“How will I east cake if my head is over there and my hands are over here?”- Marie Antoinette
I LOVE to bake. I find it calming and enjoyable. There is something methodical and comforting about combining simple ingredients and ending up with a sweet masterpiece that will (hopefully) be enjoyed by everyone. Baking is also a challenge, if you skip a step or cut corners you risk ending up with a disappointing concoction. It’s simple chemistry. Don’t get me wrong, I am no Julia Child, my biscuits are hockey pucks no matter how little I touch the dough. Yet I can bang out a pie crust no problem (I will master the biscuits some day!).
Yesterday I couldn’t sleep after a night shift so I started flipping through my cook books with the intention of bringing something sweet to my sweet co-workers. My Smitten Kitchen cookbook turned up the perfect challenge- a citrus olive oil loaf. Loaves can be tricky business, over bake them and they dry out. Under bake them and they collapse…. dun, dun, dun.
The recipe called for grapefruit but low and behold I didn’t have any and I sure wasn’t going to run to the grocery store in my pj’s post nights. I did have half a dozen lemons so I improvised. The cake was moist, the crust was perfectly browned and the flavour was impressive. I would make it again and everyone who tasted it enjoyed it as well. Next time I will try grapefruit! Happy chemistry/ baking all!

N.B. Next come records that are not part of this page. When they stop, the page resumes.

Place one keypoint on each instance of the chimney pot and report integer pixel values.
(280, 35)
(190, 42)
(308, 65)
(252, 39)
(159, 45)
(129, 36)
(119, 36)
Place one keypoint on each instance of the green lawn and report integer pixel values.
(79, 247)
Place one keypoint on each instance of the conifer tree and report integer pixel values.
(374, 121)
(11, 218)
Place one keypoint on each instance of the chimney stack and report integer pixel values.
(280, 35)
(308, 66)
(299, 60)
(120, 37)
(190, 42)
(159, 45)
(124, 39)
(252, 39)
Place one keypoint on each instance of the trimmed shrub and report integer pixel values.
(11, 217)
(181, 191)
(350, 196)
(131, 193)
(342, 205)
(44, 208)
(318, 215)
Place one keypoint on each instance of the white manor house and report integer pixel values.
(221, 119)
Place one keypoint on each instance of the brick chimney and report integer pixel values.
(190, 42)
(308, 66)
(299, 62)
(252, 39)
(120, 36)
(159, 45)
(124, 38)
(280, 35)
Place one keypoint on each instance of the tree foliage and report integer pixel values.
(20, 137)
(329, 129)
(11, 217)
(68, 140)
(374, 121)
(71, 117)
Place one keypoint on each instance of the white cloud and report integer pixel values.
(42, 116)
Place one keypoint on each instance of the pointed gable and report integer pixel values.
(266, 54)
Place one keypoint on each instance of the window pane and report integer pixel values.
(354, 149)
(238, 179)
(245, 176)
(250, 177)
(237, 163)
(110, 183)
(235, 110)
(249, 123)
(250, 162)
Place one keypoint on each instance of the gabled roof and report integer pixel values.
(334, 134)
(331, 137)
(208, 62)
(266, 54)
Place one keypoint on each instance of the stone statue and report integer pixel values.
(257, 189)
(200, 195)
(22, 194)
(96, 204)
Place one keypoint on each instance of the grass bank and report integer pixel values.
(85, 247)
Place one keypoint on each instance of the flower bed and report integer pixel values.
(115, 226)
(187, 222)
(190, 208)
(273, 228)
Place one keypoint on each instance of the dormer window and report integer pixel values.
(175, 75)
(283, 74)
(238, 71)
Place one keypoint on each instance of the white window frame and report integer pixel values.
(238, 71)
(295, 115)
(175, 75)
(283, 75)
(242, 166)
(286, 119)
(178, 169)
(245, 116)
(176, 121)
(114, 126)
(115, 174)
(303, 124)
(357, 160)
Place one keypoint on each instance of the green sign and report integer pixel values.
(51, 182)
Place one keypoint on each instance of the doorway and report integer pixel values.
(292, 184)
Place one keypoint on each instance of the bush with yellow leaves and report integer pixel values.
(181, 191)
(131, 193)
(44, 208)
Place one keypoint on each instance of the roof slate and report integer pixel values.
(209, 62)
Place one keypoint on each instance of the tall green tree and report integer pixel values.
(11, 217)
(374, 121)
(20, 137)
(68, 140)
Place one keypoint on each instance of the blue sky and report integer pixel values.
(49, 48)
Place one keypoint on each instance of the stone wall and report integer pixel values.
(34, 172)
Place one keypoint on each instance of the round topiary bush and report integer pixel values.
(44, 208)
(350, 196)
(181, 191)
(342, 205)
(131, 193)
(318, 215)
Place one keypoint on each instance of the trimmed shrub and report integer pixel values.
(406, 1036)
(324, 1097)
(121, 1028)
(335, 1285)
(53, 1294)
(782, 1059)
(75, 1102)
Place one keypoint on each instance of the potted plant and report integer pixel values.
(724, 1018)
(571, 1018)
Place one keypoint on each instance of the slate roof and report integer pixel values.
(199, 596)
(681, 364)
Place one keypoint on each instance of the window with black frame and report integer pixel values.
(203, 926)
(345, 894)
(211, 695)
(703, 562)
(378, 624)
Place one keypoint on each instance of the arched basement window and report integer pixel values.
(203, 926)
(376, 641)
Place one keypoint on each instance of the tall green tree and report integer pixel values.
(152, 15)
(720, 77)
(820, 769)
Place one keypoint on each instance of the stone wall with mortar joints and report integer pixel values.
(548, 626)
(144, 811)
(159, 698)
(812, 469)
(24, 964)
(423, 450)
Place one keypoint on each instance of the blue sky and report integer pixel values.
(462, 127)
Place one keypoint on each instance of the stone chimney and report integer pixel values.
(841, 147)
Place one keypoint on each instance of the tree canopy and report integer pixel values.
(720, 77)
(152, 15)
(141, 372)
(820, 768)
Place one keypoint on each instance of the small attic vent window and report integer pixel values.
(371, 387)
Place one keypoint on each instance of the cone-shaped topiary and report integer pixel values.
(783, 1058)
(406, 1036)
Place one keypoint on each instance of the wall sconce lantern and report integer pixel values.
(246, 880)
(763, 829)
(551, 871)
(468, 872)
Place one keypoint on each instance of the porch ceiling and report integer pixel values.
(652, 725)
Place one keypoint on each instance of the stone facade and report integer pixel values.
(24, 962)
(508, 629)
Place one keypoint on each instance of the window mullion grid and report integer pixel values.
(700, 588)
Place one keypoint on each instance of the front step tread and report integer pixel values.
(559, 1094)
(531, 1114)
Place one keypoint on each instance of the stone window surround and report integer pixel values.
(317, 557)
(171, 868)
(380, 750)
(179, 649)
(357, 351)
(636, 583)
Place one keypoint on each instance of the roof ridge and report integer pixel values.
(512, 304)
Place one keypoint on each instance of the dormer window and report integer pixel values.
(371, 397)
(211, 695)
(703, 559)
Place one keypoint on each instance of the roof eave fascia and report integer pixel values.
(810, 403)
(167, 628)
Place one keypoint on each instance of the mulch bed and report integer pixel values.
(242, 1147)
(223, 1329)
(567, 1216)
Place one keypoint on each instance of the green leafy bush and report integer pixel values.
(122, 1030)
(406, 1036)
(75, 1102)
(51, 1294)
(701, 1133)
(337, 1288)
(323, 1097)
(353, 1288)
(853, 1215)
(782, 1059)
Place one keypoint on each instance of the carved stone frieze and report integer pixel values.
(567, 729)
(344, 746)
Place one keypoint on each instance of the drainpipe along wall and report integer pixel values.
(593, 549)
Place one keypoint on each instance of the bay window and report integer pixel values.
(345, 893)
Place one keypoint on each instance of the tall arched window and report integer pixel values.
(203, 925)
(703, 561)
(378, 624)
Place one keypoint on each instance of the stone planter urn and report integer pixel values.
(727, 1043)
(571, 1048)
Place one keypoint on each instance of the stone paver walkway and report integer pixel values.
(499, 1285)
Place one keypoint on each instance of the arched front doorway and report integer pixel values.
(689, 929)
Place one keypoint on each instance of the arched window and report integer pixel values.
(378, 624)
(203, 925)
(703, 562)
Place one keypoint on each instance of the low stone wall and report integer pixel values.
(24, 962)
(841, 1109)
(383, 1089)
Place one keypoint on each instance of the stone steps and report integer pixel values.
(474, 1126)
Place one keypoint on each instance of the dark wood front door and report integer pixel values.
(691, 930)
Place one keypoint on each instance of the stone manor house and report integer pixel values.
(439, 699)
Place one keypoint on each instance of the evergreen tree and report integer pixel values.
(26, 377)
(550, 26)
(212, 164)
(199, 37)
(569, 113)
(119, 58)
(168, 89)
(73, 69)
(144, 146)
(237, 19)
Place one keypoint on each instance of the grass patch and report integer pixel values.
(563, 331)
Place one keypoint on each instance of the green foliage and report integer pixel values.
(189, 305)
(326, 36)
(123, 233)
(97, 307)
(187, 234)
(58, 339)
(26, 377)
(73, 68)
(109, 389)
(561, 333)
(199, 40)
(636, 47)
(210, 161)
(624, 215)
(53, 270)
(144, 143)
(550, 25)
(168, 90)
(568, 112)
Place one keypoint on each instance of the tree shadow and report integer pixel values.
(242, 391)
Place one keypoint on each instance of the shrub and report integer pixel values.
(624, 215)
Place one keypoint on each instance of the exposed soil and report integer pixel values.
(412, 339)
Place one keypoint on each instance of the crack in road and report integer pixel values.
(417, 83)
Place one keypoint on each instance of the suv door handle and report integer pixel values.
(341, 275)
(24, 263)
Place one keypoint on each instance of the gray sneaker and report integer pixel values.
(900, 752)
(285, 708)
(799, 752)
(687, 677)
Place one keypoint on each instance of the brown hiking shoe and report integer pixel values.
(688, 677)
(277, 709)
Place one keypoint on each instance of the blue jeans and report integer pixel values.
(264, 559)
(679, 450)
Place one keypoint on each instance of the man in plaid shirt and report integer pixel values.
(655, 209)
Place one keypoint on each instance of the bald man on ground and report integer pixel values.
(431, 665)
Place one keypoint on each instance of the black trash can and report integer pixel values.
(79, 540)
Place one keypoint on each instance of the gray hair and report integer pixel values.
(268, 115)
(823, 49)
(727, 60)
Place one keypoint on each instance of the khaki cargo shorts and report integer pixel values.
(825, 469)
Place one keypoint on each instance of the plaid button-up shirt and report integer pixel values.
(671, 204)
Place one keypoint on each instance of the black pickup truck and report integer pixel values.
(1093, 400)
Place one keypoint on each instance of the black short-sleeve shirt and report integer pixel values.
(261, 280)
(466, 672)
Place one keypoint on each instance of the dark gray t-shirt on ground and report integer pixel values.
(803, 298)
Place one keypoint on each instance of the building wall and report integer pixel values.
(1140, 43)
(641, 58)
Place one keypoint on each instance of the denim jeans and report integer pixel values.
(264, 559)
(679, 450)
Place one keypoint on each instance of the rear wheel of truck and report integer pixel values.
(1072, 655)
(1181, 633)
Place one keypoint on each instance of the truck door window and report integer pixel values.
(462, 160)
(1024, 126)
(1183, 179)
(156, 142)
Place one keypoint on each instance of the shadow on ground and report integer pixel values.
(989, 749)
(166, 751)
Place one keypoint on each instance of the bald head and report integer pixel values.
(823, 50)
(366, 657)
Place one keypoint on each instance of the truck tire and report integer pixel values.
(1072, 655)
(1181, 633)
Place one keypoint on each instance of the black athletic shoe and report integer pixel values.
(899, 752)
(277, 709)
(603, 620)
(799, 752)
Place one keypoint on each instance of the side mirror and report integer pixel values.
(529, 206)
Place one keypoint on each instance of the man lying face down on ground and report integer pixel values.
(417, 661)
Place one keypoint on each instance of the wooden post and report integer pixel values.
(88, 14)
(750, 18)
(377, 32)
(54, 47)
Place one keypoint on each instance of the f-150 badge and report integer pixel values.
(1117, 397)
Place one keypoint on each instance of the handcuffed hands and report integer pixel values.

Lemony Loaf (adapted from D Perleman’s Smitten Kitchen)
1.5 cups of all purpose flour
2 tbs of freshly grated zest (I used lemon, she suggested grapefruit..yum!)
1/2 cup of granulated sugar
1/2 cup raw sugar (this stuff is the bomb!)
1/2 cup olive oil
2 eggs (room temp)
1 tsp baking powder
1/4 tsp baking soda
1/2 tsp salt
2 tbs fresh lemon juice (or grapefruit!)
1/3 cup plain yogurt, buttermilk or sour cream (whatever you got!)
1 tsp vanilla
2 tbs sugar
1/3 cup lemon juice (or grapefruit)
1/2 cup icing sugar
1 tbs lemon juice
1/2 tsp of vanilla
pinch of salt
In a bowl combine both sugars and add citrus zest. Mix with hands, rubbing zest and sugar together to release essential oils (this will smell AMAZING!). Whisk in eggs and oil, continue to whisk ’till smooth. Pour into sugar/zest and stir. In another bowl sift dry ingredients together. In second bowl combine lemon juice, dairy and vanilla until just mixed. Alternate dry ingredients and wet ingredients into sugar/oil mixture starting with dry ingredients and ending with dry ingredients (remember that chemistry stuff I was talking about…dry, mix, wet, mix, dry, mix, wet, mix, dry and then finally mix once more). Pour into a buttered and floured 9×5 loaf pan. Bake at 350 for 45mins to 1 hour, until tester or toothpick comes out clean.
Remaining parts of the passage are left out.